Urbanowicz Ryan J, White Bill C, Moore Jason H
Dartmouth College, 1 Medical Center Dr., Hanover, NH 03755, USA.
Genet Evol Comput Conf. 2008 Jul 12;2008:339-346.
The study of common, complex multifactorial diseases in genetic epidemiology is complicated by nonlinearity in the genotype-to-phenotype mapping relationship that is due, in part, to epistasis or gene-gene interactions. Symobolic discriminant analysis (SDA) is a flexible modeling approach which uses genetic programming (GP) to evolve an optimal predictive model using a predefined collection of mathematical functions, constants, and attributes.

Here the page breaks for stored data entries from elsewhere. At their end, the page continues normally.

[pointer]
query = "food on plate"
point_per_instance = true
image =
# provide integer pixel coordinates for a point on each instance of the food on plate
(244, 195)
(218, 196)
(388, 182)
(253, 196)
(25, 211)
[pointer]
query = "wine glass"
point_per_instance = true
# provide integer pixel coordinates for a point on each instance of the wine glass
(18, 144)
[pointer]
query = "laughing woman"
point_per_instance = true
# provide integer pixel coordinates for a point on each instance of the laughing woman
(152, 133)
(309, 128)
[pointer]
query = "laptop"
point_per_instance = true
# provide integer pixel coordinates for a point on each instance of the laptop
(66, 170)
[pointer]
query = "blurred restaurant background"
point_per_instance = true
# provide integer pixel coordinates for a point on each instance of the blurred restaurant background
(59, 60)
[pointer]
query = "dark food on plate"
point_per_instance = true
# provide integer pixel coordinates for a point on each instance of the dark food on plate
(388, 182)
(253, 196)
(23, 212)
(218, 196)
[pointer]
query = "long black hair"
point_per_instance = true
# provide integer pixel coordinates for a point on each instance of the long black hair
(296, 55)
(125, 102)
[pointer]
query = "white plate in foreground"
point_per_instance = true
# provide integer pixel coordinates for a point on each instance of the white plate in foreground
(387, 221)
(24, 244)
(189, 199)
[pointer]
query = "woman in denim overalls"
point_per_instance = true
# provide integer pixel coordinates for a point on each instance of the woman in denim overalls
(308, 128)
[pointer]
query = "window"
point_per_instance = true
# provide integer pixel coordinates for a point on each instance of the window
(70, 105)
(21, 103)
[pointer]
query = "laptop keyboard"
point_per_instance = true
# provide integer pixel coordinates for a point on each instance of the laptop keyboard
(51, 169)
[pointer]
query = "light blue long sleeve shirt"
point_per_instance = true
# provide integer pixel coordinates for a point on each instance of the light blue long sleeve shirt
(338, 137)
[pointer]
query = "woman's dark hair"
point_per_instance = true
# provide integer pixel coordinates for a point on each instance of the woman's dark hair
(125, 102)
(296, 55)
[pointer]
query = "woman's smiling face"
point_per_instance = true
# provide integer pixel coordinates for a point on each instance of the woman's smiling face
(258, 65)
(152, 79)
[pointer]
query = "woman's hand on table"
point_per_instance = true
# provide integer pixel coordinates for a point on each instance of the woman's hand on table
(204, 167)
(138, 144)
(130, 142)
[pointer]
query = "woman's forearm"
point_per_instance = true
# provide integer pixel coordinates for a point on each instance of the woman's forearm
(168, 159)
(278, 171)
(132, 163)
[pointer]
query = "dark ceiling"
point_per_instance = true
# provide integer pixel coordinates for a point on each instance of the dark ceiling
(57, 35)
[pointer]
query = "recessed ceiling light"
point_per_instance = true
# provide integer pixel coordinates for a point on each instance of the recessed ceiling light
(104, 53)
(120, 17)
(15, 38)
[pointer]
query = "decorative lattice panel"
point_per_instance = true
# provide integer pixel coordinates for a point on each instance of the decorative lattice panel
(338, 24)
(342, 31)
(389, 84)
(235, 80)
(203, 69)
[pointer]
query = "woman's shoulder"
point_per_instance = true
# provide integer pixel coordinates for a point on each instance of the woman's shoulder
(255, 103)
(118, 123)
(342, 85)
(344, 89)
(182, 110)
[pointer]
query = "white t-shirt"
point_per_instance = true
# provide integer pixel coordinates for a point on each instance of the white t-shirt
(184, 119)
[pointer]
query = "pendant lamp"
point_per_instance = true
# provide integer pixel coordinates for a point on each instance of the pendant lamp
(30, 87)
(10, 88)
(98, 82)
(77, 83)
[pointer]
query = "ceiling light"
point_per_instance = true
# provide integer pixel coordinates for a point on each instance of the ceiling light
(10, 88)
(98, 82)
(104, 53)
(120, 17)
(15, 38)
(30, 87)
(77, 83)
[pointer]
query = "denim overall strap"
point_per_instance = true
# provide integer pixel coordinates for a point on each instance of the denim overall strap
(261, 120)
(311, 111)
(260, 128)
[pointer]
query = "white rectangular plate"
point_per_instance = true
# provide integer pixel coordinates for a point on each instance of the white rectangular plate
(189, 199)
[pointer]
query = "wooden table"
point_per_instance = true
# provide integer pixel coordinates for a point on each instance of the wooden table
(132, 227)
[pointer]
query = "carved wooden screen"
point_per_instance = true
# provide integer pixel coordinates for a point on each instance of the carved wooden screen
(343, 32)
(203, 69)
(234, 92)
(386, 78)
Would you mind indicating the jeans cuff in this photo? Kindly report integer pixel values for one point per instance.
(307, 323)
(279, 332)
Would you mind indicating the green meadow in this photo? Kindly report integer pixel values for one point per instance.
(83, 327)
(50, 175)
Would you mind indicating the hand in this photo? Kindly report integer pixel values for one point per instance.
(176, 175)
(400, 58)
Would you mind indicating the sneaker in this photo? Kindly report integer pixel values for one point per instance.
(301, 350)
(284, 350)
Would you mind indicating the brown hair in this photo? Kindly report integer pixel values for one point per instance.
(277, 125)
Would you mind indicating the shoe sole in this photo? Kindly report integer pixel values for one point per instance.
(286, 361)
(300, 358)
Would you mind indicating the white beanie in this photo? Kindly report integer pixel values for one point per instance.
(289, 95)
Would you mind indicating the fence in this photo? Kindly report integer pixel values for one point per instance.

This has been shown to be an effective strategy for modeling epistasis. In the present study, we introduce the genetic "mask" as a novel building block which exploits expert knowledge in the form of a pre-constructed relationship between two attributes. The goal of this study was to determine whether the availability of "mask" building blocks improves SDA performance. The results of this study support the idea that pre-processing data improves GP performance.
在遗传流行病学中,对常见的复杂多因素疾病的研究因基因型与表型映射关系的非线性而变得复杂,这种非线性部分归因于上位性或基因-基因相互作用。符号判别分析(SDA)是一种灵活的建模方法,它使用遗传编程(GP)通过预定义的数学函数、常量和属性集合来进化出一个最优预测模型。这已被证明是一种建模上位性的有效策略。在本研究中,我们引入遗传“掩码”作为一种新颖的构建模块,它以两个属性之间预先构建的关系形式利用专家知识。本研究的目的是确定“掩码”构建模块的可用性是否能提高SDA性能。本研究结果支持预处理数据可提高GP性能这一观点。